When the dollar ceases to be the reserve currency, America will cease to be a superpower.
And by the way, speaking of our financial excesses, this letter appeared in the Bucks County Courier Times this morning…
When you live by the sword, you die by it. Those who salute our worldwide aggression won’t be surprised when it is returned. It will be returned shortly, and not by al Qaeda. The world is almost fed up with us, and that includes “enemies” like most of the European Union, Mexico, Canada, Russia, and China.Yes, there are some simplistic generalizations here, and I would have like to have seen attribution for these claims, but I think there’s enough substance in this letter to make our government stop screwing around, get out people out of Iraq and make the economy the number one issue again as soon as possible (or at the very least, a close second behind the legitimate war on terrorism).

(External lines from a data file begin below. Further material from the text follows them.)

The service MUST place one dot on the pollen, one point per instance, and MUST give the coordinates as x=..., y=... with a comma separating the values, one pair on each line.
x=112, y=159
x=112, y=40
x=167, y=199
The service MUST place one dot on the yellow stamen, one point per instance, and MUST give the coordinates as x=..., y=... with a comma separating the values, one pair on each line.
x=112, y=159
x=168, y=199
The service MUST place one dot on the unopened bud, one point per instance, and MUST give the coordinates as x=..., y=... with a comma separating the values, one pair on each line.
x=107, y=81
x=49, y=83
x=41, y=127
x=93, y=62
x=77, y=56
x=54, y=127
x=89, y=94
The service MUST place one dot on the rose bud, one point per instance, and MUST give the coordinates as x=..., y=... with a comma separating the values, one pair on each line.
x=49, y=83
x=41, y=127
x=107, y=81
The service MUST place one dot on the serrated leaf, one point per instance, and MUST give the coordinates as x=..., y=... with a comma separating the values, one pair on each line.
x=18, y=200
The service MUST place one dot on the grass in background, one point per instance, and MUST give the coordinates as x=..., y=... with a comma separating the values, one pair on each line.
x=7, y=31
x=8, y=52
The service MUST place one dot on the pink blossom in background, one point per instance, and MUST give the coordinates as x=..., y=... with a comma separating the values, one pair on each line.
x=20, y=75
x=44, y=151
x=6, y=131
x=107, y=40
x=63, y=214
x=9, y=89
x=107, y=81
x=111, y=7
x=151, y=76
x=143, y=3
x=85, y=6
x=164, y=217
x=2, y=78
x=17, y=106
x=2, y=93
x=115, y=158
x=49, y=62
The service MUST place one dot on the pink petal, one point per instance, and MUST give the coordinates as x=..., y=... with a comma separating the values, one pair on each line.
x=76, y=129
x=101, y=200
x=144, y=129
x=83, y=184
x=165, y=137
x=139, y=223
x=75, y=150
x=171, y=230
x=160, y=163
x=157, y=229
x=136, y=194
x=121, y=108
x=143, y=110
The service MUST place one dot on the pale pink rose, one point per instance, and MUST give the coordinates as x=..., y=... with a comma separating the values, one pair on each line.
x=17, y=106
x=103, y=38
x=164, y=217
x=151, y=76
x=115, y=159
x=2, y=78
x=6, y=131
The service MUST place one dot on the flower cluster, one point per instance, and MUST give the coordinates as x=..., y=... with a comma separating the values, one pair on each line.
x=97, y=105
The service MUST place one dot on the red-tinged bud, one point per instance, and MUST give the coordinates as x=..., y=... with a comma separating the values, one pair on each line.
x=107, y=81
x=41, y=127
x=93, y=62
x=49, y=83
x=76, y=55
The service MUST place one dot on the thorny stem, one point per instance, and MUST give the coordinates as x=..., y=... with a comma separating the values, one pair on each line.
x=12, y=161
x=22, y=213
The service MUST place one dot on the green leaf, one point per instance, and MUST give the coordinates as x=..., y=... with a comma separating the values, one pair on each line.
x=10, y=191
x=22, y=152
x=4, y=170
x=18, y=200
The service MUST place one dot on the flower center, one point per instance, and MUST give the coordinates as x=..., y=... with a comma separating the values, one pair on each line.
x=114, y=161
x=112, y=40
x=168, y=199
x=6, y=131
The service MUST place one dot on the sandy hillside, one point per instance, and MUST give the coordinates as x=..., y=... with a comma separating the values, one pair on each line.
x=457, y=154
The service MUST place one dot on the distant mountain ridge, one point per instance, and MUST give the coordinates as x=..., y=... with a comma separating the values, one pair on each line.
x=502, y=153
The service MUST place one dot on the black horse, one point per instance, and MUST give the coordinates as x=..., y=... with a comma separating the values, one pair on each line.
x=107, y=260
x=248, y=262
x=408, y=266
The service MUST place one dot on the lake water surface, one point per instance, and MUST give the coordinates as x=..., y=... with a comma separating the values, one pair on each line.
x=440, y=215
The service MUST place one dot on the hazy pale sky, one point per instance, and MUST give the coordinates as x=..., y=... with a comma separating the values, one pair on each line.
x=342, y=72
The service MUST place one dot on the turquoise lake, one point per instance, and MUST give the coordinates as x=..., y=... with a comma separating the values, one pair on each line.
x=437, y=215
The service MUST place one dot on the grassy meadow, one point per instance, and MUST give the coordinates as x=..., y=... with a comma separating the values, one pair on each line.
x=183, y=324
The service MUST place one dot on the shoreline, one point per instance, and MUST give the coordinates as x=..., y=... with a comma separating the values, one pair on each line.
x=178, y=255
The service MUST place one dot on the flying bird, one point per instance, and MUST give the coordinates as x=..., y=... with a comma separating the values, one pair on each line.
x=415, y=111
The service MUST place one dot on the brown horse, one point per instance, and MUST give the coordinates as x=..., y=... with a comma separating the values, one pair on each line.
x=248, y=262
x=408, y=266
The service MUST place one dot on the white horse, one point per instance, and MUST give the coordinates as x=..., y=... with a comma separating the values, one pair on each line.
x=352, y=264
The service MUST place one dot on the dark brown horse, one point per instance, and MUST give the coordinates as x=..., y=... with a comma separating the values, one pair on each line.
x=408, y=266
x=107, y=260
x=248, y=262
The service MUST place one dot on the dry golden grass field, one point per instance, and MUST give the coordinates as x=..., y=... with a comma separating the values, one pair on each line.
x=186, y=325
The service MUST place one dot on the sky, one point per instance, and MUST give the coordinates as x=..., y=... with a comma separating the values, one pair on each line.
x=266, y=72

For decades, we’ve been using economic sanctions on nations like Cuba, and strangling countries economically. Now, it’s happening to the United States. We might be 10 years from its fruition, but the cows will most likely be coming home in 10 months.
I believe the Saudis are moving to secure $60 oil (a barrel?), and will cut production to assure it. That’s $60 (for) oil in 2000 dollars, which is now $70 and heading to $100. I also believe that the Chinese are about to flood world currency markets with an excess of U.S. dollars, and that just the threat of that has brought the dollar equivalent to 0.75 Euro and 0.51 British pounds, the former being an historic all-time low.
Since oil is (still) traded in U.S. dollars, and since our dollar has lost much of its value vs. the Euro, the British pound and the Canadian dollar over the last few years, we are paying a lot more for oil and a much higher increase in the cost of oil and its products than those in other nations. My memory tells me that gasoline has gone up 100 percent here but only 20 percent in most other places on earth.
Unlike stock market moves, where the executive branch can thank or blame the Fed, these above things are directly attached to U.S. foreign policy and, you guessed it, President Bush and his cabal.
Let’s put this another way: Five more years of the current excesses in spending and warmongering and the United States of America will have to sell property or Fort Knox gold, the same as the Russians and the British had to do in the 1990s, to pay off debts. We cannot spend over $400 billion a year on interest, which is what we paid in 2006. I don’t care what proportion of our GDP that represents.
Furthermore, Americans are not willing to deny our elderly by cutting emergency social programs to pay interest payments on nation building and international civil war creation.
Has it struck anyone that not a single G-8 nation (the UK is throwing out its Prime Minister) is interested in or concerned with Iraq, Iran, Lebanon, North Korea, etc? They are just sitting back and enjoying the slow bleeding of the American national treasury.
And I know I’m dreaming, but this is the season of miracles, isn’t it?